In: Biology
Case Study: Type I Diabetes Mellitus (DM1)
David Mandel was diagnosed with type 1 (insulin-dependent) diabetes mellitus when he was 12 years old. He was in middle school at that time. He was a very good student and had many friends. At a sleepover party, the unimaginable happened – David wet his sleeping bag! He was embarrassed and might not have told his parents except that he was worried about other symptoms he was having. He was constantly thirsty and was urinating every half hour or so. Furthermore, despite a voracious appetite, he seemed to be losing weight – all of his pants had become loose in the waist. His friends remarked that his breath smelled funny. David’s parents panicked because they knew that these were classic symptoms of diabetes mellitus. They took David to see his pediatrician who performed a physical examination and ordered laboratory tests.
RESULTS:
Height 5ft 3in
Weight 100 lb (previous visit 2 mo earlier he was 108 lbs)
Blood pressure 90/55 (supine); 75/45 (standing)
Fasting plasma glucose 320 mg.dL (normal: 70-110 mg.dL)

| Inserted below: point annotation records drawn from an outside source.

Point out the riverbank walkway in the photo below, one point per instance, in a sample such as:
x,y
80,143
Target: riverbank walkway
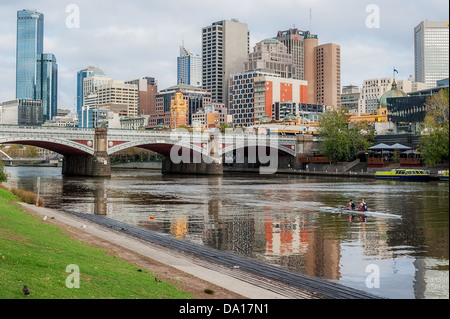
x,y
249,278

Plasma ketones 1+ (normal: none)
Urinary glucose 4+ (normal: none)
Urinary ketones 2+ (normal: none)
The findings were consistent with a diagnosis of type 1 (insulin-dependent) diabetes mellitus. David immediately started taking injectable insulin and learned how to monitor his blood glucose level with a finger stick. His mother modified his diet to increase protein intake and decrease carbohydrates. He continued to excel in high school and is currently in the pre-medical program with the goal of a career in pediatric endocrinology. He has periodic checkups with his endocrinologist, who emphasizes the importance of meticulous care of the feet, checks for cataract, and monitors his renal function.
1. How did insulin deficiency lead to an increase in David’s blood glucose concentration?
2. How did insulin deficiency lead to elevated ketones in his blood and urine?
3. Why did David have glucose in his urine (glucosuria)?
4. Why did David have increased urine production (polyuria)?
5. Why was he drinking so much water (polydipsia)?
6. Why was David’s blood pressure lower than normal?
7. Why did his blood pressure decrease further when he stood up?
8. Why can’t David take his insulin orally (instead of by subcutaneous injection)?
9. Why did his endocrinologist monitor for cataract?
10. What is the major nephrologic complication of type1 diabetes mellitus?
1. As David has Insulin Dependent diabetes mellitus, that means he has insulin deficiency to regulate the glucose in his body, thus the glucose concentration in David increased.
2. Our body constantly produces small amount of ketone bodies that can make 22 ATPs. But low insulin leads to increased in lipolysis futher there is increase in plasma free fatty acids and that leads to formation of ketone bodies.
3. Glucosuria is common symptom of patients with diabetes, as there is increse in glucose levels, sugars pills out in urine.
4. In David who has type 1 diabetes, excess glucose ends up in the urine, it pulls more water in efforts to remove glucose from body and results in more urine.
5. As he is frequently urinating, he requires more fluid in body.
6. He might have low blood pressure because of dehydration. Poyuria can cause reduction in blood volume resulting in low blood pressure.
7. It is postural hypotension ; when a person stands in more vertical position from sitting or lying.
8. Oral insulin reaches bloodstream via digestive system. The acids in your stomach break down oral insulin before it can get to your liver. That means it’s not effective via oral route.
9. Diabetes can be primary cause f blidness. Increased blood sugar can lead to blurry vision, cataract or retinopathy thus its important to visit optholmologist regularly.
10. Diabetic nephropathy is the most common complication of diabetes.